Ceiba pentandra

One January, my wife Esthela Calderón and I secretly rushed Ceiba (as well as Cacao and Copal) leaves wrapped in damp paper towels and sealed in plastic bags across borders from our ancestral farm in Pueblo Redondo (Telica), Nicaragua all the way back to wintry Canton and the confocal microscope at St. Lawrence University where Jill Pflugheber was poised for action. We were all ecstatic with the botanical forms (particularly the stomata and trichomes), colors, juxtapositions, and evident raw power of this towering tree in no way diminished by the microscope and the hum of electrical current, this sacred emblem of protection, Axis Mundi, joiner of earth and sky, revealed at last in these images.

No one has written a more beautiful ethnobotanical portrait of a Ceiba than Nicaraguan poet Pablo Antonio Cuadra (1912-2002), my literary mentor for decades. The poem, which I translated with Greg Simon, is one of my absolute favorites by Cuadra, and comes from the extraordinary Seven Trees Against the Dying Light published by Northwestern University Press in 2007. Highly recommended! Here is a fragment from “The Ceiba Tree”.

“This tree was born in the center of the world.

From its highest branches you see what your heart longs for.

This is the tree that lovingly cradles your childhood on its lap.

With the light, silky cotton of its fruit, your people made the pillows

on which they rest and shape their dreams.

Climbing this tree, the serpent becomes bird

and the word, song. 

This is the Mother Ceiba in whose swelling trunk your

people honored birth and fertility.

From a single piece of its white, easily carved wood,

they built a vessel

that is their cradle when their journey begins

and their coffin when they reach their port.
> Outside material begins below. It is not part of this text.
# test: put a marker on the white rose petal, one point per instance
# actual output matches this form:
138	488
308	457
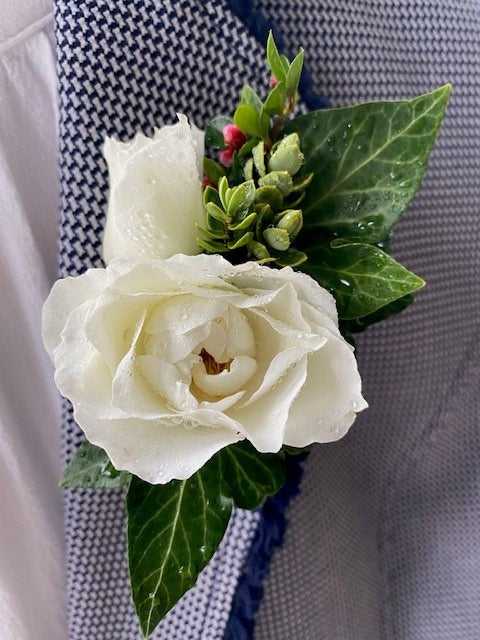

From this tree, humanity learned mercy and architecture,

order and how to give with grace.”

Writing about Upper Amazonian shamanism in Peru, Françoise Barbira Freedman says that tobacco is offered as a propitiating food to the mother-spirits of certain trees, particularly the lupuna tree (Ceiba spp.): “The lupuna sap is indeed known to be poisonous as well as psychoactive.” I have written more about these properties of the Ceiba in a short essay that appears in The Mind of Plants (Synergetic Press, 2021), edited by Monica Gagliano, John C. Ryan and Patricia Vieira.

In a book on the shamanic practices of the Yanomami, Bruce Albert and William Milliken affirm that the indigenous healers use the “images” of the largest trees of the Amazon rainforest, such as the Ceiba, to scare off evil spirits that cause disease. What if these powerful confocal images could serve the same purpose?